6. In order of importance, however, the attraction from Iran’s
perspective of moving toward desired international acceptance and
respectability is completely overshadowed by two other dominant
factors at this time: the need to reinforce and preserve Iran’s
national pride (recently enhanced by the apparent success of its
Hizballah surrogate in Lebanon) , and its conviction that the United
States is an implacable enemy whose aggressive bullying must be
resisted at all costs.
7. Adding up all those factors, it seems clear to me that Bush has
laid out the following course for American policy, adding up to a
Catch-22 from which I see no escape:
a. Continuing futile efforts to achieve Iranian capitulation through
weak and ineffective economic sanctions, to the accompaniment of
counterproductive vituperation and bombast;
b. Quickly followed by a period of rapidly escalating threats of
military action, during which international and domestic opposition
to American policy will increase dramatically, making Bush’s choices
increasingly more painful and difficult in every respect;
c. A judgment by Bush that the immediate risks and costs of
preemptive military action against Iran are, in the final analysis,
less formidable than the risks and costs of tolerating Iranian
nuclear possession --- and the personal and national humiliation
that would result from passive acceptance of that outcome.

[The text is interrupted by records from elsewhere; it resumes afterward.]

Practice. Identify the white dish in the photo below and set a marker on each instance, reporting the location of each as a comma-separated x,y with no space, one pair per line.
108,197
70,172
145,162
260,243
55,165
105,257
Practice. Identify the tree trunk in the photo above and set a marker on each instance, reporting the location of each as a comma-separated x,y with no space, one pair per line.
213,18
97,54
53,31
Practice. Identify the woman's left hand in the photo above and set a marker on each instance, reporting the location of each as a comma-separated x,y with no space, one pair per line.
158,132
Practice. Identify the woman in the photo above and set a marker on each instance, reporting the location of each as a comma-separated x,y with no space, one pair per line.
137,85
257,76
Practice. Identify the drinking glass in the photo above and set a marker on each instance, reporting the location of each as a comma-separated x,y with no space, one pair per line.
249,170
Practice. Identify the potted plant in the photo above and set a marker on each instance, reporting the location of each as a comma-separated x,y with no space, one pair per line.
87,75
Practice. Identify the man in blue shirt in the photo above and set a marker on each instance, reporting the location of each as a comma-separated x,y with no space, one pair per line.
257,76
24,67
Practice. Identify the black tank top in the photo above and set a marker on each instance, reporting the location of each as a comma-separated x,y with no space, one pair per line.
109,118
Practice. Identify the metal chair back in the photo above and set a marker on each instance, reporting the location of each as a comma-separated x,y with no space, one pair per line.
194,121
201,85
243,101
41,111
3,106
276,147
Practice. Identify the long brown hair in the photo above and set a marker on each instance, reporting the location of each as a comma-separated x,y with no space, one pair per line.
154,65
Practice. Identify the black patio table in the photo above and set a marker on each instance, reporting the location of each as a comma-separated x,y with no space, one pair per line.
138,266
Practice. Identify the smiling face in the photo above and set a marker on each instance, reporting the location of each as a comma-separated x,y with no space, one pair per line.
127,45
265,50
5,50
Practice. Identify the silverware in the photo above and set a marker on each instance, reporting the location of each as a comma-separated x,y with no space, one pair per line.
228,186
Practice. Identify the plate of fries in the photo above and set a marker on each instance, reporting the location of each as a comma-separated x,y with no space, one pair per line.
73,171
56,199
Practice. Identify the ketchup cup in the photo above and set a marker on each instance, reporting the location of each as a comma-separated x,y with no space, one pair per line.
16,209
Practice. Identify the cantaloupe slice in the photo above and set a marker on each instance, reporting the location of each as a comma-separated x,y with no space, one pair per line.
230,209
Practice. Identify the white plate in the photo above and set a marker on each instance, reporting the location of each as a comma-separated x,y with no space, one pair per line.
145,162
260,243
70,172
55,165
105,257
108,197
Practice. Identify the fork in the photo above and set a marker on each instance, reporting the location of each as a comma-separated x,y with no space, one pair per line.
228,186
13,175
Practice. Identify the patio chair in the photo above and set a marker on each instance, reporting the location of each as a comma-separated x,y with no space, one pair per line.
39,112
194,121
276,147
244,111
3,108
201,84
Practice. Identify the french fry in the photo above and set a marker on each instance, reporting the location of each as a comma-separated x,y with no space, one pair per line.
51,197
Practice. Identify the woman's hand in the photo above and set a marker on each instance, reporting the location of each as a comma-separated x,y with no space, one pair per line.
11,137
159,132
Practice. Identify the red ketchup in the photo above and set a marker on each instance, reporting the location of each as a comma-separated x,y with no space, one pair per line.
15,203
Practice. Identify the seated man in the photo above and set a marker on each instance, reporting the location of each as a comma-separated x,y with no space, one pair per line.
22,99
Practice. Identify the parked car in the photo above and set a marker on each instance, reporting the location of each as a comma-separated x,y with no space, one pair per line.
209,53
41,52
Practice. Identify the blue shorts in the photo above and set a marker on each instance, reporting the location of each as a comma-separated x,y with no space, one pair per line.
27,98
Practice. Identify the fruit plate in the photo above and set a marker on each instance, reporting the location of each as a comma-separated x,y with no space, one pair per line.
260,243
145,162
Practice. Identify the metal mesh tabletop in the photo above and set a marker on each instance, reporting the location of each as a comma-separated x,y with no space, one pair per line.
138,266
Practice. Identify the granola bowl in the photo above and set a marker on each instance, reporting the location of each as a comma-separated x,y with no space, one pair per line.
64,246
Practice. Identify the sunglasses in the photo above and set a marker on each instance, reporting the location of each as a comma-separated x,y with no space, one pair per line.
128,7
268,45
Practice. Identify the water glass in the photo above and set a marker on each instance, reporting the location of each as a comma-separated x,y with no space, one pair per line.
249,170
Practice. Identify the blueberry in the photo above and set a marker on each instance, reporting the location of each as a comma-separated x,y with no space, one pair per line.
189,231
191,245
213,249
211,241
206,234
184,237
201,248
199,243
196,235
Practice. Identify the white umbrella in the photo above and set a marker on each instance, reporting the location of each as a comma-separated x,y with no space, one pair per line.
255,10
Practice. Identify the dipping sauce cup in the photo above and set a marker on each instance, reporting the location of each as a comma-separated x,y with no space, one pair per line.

d. Sometime before the end of his term, a massive air military
attack on a wide range of carefully selected targets in Iran, in
partnership with Israel, and against the advice of many of his
advisers --- justified by the conviction that a nuclear Iran would
pose an intolerable threat to American national security, firm in
his faith that God agrees with him on that point, and certain that
history will eventually recognize and properly appreciate his
courageous and visionary leadership.